Climate change: well oiled
Three years ago, before I first read the International Energy Agency warning that cheap oil was running out and there would be a ‘supply crunch' by 2012, the Flintoff family consumed average amounts of oil, probably more.
It's difficult to say exactly how much that is, but the average person in the UK emits around 10 tonnes of CO2 – equivalent to burning 25 to 30 barrels of oil. If your income is above average and you spend most of it – as we do – you probably burn substantially more. So that's at least 90 barrels burnt by just three of us.

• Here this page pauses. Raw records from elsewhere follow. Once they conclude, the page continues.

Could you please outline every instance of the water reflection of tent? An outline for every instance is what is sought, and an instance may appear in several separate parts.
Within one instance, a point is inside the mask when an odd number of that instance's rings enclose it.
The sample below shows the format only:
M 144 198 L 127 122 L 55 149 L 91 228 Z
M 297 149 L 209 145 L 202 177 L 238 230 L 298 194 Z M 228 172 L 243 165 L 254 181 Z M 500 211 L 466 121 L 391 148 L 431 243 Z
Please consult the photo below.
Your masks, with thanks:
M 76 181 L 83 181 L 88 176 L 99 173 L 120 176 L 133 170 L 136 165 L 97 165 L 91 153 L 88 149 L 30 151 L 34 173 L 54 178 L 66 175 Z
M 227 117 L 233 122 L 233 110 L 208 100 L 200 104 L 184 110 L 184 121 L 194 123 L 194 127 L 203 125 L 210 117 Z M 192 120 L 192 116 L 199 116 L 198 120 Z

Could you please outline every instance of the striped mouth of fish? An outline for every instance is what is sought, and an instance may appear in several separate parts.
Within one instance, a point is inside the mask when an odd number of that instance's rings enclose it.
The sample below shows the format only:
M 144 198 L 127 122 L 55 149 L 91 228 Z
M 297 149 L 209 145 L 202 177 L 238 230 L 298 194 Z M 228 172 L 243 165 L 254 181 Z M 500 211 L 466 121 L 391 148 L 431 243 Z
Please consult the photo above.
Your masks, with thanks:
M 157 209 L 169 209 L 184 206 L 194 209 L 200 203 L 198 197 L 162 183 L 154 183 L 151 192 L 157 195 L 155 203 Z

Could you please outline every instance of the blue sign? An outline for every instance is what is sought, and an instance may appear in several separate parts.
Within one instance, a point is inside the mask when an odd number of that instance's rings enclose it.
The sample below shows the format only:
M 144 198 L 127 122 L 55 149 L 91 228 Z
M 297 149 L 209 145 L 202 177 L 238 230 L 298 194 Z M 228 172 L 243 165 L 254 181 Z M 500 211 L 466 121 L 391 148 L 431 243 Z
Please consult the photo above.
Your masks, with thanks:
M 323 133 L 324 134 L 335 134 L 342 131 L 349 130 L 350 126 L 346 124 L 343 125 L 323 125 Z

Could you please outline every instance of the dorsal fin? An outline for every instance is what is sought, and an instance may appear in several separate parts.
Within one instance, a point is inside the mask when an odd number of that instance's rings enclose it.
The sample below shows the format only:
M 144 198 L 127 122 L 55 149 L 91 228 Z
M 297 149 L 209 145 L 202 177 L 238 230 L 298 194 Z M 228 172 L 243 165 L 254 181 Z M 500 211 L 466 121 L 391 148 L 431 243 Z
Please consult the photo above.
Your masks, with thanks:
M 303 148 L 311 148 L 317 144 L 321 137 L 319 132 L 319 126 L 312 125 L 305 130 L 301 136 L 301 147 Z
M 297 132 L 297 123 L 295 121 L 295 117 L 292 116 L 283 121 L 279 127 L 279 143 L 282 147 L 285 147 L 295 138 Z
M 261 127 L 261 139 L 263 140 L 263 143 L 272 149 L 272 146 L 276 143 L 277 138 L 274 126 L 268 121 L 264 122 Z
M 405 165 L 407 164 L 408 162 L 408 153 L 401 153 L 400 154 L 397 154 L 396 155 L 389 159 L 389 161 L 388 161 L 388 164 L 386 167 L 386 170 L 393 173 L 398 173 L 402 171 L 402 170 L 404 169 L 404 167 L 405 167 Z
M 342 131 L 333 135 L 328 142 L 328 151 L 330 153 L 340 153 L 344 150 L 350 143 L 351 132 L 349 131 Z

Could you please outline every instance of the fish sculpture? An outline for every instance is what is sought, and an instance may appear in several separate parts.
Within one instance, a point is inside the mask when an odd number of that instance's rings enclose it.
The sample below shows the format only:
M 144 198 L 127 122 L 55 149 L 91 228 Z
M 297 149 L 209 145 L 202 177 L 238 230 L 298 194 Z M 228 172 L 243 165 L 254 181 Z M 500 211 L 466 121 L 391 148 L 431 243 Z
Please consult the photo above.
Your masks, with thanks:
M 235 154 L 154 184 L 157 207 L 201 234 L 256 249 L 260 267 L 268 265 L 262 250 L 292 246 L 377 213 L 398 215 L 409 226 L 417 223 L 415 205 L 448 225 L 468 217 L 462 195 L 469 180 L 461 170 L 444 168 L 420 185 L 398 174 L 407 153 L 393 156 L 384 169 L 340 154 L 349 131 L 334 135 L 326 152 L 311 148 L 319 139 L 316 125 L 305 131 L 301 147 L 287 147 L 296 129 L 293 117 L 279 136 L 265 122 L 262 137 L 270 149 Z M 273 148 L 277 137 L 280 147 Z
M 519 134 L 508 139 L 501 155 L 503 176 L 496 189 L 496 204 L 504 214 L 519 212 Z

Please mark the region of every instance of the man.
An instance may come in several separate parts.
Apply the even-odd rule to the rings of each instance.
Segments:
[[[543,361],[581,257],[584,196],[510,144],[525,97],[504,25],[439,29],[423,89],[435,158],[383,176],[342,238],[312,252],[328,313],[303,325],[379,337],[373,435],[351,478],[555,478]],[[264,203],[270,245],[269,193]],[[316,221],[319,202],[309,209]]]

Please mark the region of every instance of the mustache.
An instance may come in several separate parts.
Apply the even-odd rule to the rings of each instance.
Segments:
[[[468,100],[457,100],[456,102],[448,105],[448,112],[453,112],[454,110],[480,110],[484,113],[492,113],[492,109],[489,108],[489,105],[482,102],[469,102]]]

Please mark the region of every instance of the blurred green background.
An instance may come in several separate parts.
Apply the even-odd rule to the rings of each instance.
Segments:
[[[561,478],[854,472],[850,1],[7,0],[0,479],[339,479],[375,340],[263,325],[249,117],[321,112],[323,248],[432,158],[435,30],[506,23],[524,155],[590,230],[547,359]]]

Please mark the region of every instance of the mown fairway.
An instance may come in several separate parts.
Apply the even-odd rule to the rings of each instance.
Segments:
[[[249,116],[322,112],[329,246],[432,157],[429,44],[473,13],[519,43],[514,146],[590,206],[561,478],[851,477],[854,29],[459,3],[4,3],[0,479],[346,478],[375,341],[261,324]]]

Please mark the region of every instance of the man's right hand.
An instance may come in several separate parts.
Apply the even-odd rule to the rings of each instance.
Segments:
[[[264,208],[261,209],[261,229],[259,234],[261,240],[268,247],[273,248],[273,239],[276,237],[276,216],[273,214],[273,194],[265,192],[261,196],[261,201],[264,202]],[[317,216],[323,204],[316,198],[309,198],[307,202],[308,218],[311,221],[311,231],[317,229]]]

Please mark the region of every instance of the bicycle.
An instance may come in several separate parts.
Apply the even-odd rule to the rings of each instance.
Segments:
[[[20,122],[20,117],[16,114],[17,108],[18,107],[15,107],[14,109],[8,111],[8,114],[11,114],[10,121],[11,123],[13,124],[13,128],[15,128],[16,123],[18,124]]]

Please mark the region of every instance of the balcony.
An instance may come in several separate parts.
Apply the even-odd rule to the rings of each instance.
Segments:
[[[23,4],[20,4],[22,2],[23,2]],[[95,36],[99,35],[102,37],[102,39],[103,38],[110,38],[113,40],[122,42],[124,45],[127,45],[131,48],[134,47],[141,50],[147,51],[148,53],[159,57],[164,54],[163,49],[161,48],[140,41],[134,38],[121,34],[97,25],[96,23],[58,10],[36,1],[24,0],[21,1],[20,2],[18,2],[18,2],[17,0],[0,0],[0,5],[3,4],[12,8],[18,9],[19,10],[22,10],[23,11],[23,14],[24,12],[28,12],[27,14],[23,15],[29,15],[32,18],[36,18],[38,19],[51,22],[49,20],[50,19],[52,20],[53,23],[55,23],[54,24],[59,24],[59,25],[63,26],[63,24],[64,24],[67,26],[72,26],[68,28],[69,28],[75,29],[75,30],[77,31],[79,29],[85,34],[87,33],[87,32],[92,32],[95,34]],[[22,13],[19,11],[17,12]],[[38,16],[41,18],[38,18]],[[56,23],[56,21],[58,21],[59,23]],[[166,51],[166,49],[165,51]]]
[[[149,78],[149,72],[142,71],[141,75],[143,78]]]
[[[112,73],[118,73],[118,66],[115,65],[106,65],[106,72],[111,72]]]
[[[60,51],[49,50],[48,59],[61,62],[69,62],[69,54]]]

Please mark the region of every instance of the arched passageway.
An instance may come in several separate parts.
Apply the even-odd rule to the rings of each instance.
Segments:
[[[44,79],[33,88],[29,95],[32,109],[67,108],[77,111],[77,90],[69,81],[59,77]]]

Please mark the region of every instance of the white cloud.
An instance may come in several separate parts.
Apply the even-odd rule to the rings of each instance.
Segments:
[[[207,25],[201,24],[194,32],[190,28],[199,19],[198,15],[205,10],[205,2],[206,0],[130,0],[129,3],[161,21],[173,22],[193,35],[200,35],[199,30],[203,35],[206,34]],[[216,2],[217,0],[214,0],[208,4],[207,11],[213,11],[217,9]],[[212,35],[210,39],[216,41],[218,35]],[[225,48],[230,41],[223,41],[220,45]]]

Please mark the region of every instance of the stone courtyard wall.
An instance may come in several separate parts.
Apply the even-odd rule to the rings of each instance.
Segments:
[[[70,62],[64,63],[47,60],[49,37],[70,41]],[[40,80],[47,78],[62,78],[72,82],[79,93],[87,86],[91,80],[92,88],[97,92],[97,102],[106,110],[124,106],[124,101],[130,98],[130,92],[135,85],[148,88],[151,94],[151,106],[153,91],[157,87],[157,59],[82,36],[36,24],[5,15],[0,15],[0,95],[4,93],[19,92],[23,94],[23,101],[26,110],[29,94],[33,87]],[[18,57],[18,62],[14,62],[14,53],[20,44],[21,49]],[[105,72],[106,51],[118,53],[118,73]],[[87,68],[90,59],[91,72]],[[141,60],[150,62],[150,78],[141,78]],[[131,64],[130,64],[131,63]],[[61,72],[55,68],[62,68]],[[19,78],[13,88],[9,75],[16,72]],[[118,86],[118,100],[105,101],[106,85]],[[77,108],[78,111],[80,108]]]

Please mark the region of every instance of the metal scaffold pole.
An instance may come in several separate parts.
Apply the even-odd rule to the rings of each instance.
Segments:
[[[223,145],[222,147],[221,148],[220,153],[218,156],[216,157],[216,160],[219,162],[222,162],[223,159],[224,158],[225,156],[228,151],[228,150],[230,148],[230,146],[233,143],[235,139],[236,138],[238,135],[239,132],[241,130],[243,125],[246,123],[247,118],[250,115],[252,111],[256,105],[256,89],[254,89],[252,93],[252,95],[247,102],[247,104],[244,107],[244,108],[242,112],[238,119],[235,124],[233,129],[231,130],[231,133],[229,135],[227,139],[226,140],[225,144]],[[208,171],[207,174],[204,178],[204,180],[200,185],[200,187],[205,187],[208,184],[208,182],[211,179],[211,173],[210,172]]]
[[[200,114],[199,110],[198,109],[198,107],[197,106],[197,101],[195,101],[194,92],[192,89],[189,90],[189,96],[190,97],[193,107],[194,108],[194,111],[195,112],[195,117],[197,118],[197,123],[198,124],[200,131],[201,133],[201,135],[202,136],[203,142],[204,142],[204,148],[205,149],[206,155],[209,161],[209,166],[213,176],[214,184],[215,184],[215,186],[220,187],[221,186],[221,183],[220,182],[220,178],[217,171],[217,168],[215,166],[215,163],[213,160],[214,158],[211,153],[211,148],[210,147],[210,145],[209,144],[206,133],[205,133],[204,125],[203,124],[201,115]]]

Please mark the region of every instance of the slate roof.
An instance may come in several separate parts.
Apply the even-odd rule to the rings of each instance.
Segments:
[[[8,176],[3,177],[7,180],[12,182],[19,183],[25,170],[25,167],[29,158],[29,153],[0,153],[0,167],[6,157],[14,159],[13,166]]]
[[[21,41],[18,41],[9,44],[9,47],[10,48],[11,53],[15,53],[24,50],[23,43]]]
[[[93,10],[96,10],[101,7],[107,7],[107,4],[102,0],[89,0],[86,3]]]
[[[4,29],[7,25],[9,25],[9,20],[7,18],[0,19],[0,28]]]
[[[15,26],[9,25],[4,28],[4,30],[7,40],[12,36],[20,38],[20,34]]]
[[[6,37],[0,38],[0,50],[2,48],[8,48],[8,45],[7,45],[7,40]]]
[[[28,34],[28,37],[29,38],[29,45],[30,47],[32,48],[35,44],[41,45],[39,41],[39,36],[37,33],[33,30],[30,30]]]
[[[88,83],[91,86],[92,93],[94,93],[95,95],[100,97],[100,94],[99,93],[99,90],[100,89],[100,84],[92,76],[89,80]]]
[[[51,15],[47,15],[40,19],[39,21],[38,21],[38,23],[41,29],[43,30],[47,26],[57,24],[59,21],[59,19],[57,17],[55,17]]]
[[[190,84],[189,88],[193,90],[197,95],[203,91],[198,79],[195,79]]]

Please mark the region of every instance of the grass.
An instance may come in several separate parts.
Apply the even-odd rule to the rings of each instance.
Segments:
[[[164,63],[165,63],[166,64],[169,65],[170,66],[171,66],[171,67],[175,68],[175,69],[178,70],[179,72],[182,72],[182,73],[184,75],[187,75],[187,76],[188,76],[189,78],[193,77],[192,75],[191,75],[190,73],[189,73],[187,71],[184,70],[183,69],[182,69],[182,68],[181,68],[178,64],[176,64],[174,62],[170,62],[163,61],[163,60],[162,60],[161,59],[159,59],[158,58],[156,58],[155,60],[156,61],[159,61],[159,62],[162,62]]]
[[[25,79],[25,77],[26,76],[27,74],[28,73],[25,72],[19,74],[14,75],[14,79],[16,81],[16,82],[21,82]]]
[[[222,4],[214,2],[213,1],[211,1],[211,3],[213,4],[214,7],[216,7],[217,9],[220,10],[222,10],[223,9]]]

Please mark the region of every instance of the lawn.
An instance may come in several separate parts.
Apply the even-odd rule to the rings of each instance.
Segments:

Most of us have little concept of how much we use. Why should we? Our towns, cities and transport systems were not built with a view to oil running out. To reduce our oil use, I've switched to wind power for our electricity supply, bought an electric car, largely stopped flying, travelled by coach and bus instead of car when possible, stopped shopping in supermarkets and had local organic food delivered to my door in a reusable cardboard box.
Roughly half the oil we account for individually is burnt up on our behalf by the industries that feed consumerism or provide public services – in the form of household goods (carpets, curtains, loo seats, paint), medical products (heart valves, artificial limbs, anaesthetics, medicines), toiletries (toothpaste and brushes, deodorant, soap) – and clothes.
If we're not to deprive our children and grandchildren of similar goods, we must learn to reduce our consumption and reuse what we have. The era of hydrocarbon man is coming to a close.